Moro aveva fra i suoi consiglieri economici, nella sua prima esperienza di presidente del Consiglio, il non ancora quarantenne ma già noto Nino Andreatta, destinato a diventare ministro del Bilancio nel 1979 con Francesco Cossiga, ministro del Tesoro nel 1980 con Arnaldo Forlani e poi altro ancora. Come Boeri oggi, con Renzi, così Andreatta con Moro negli anni Sessanta proponeva misure impopolari, o ne sconsigliava di popolari, per fare quadrare meglio i conti.

Spazientito anche dall’ascolto che il suo consigliere trovava nell’allora ministro del Tesoro Emilio Colombo, per cui l’azione di governo finì per penalizzare pesantemente i socialisti, destinati a uscire malconci nel 1968 dalle urne, per quanto vi fossero giunti con l’unificazione fra Psi e Psdi, una volta Moro mi confidò: “Andreatta è bravo a fare di conti,  ma a me tocca governare il Paese, non una guerra civile”.

Ebbene, sospetto che quelle parole di Moro, con Boeri al posto di Andreatta, le stia dicendo ai suoi anche Renzi.
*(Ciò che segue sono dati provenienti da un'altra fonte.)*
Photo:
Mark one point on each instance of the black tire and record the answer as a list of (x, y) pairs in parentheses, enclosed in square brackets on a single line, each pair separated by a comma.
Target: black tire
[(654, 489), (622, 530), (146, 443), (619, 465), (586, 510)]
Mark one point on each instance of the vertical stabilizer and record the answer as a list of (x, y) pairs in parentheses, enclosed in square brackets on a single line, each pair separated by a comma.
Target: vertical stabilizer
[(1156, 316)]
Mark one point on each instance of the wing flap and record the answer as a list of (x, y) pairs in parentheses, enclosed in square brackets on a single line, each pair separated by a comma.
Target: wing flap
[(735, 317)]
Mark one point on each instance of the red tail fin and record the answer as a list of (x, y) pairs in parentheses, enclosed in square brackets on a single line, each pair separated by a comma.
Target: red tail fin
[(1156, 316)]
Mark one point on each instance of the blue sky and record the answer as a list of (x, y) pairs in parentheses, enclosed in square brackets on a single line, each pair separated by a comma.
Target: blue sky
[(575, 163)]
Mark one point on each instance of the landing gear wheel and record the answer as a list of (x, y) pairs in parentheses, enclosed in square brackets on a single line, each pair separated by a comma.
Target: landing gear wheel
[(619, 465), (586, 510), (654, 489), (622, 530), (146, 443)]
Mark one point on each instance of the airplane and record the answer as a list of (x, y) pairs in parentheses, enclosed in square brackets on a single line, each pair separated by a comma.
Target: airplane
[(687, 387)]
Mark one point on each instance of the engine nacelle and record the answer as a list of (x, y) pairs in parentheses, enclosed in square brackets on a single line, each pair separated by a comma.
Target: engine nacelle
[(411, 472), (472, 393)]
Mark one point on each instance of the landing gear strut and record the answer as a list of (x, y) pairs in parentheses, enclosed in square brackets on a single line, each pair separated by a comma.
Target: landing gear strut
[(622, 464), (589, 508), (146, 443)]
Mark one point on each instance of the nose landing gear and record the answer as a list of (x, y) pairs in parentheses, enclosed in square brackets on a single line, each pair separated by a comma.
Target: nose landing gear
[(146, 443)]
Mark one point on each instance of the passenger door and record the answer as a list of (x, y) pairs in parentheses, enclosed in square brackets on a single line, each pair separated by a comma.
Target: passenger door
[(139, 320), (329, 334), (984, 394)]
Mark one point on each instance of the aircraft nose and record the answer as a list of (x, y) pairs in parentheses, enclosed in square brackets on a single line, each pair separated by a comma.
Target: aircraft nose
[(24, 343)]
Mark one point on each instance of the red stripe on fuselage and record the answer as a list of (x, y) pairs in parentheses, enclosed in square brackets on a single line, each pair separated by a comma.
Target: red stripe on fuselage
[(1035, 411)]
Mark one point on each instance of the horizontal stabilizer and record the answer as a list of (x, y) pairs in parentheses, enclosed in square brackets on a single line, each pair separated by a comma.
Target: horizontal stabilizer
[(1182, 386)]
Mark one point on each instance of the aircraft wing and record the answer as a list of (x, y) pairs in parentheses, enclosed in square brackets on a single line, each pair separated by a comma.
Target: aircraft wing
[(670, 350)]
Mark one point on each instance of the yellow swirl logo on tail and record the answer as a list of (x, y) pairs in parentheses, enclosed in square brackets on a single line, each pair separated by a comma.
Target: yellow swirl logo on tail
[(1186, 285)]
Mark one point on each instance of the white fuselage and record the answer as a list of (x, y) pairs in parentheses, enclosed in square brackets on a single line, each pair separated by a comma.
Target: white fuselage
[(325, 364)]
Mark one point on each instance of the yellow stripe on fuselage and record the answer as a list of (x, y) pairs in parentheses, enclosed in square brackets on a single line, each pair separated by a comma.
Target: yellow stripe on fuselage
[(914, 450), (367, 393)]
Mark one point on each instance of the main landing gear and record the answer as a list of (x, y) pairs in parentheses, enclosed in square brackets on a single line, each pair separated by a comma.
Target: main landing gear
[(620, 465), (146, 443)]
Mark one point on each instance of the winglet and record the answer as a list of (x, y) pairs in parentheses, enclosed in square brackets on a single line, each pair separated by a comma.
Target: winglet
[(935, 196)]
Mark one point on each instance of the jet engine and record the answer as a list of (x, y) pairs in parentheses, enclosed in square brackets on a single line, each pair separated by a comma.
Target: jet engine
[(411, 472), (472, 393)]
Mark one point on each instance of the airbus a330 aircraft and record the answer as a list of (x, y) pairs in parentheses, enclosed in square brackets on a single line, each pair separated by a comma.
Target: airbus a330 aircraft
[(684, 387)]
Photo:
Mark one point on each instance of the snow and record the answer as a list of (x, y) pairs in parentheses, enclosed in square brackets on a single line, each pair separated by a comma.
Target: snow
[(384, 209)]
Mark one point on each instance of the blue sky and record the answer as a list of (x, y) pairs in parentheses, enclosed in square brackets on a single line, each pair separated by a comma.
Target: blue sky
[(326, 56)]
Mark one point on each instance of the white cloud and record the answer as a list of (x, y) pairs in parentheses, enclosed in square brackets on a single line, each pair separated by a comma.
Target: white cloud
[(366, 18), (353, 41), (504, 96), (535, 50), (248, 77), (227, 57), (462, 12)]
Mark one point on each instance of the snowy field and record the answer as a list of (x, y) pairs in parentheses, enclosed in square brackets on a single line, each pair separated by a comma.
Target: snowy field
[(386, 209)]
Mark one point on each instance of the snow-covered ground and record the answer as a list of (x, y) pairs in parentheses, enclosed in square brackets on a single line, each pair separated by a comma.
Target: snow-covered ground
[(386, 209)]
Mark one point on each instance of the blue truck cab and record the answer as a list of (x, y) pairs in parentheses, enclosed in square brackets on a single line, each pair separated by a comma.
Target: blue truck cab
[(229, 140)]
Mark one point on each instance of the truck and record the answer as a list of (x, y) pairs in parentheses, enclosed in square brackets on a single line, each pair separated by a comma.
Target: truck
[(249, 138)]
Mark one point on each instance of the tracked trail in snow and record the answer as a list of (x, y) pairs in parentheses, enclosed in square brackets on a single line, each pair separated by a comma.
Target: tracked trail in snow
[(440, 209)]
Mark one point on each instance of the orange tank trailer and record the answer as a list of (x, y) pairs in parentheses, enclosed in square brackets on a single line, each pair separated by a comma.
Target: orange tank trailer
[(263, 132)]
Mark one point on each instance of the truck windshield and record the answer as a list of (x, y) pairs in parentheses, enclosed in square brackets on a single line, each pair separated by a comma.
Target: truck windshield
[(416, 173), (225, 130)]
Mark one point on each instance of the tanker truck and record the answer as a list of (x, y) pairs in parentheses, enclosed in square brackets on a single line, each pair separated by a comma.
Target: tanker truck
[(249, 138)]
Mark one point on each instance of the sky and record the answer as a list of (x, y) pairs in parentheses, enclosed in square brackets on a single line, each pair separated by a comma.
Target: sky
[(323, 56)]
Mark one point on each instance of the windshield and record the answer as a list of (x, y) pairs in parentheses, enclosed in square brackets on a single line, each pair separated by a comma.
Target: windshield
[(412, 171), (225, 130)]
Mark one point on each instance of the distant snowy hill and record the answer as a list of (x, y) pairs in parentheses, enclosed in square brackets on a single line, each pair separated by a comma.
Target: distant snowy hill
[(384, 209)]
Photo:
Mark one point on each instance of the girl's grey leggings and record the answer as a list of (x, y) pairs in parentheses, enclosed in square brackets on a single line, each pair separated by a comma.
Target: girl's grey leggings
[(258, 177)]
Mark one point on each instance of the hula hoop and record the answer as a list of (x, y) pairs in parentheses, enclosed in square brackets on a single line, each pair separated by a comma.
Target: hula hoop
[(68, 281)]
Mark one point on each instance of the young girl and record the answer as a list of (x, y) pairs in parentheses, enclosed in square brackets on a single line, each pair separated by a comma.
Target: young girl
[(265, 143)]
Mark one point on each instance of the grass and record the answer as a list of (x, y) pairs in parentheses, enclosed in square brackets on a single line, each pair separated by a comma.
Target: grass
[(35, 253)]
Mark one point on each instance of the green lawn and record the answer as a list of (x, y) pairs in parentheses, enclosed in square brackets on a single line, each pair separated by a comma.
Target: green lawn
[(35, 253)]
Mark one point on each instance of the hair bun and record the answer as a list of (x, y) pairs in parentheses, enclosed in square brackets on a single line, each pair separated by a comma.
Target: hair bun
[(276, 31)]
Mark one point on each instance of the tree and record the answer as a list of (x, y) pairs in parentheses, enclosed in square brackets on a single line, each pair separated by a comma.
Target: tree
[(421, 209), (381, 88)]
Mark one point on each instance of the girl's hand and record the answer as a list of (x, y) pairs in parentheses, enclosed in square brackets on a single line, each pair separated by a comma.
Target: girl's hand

Che tuttavia, rispetto a Moro, mi pare abbia la capacità anche di non farsi paralizzare dalle buone maniere, e di trovare qualcos’altro da fare a Boeri, risparmiando ai pensionati le angosce alle quali li sottopone continuamente il presidente dell’Inps, peraltro con invasioni di campo giustamente sottolineate da un super-esperto della materia come Giuliano Cazzola.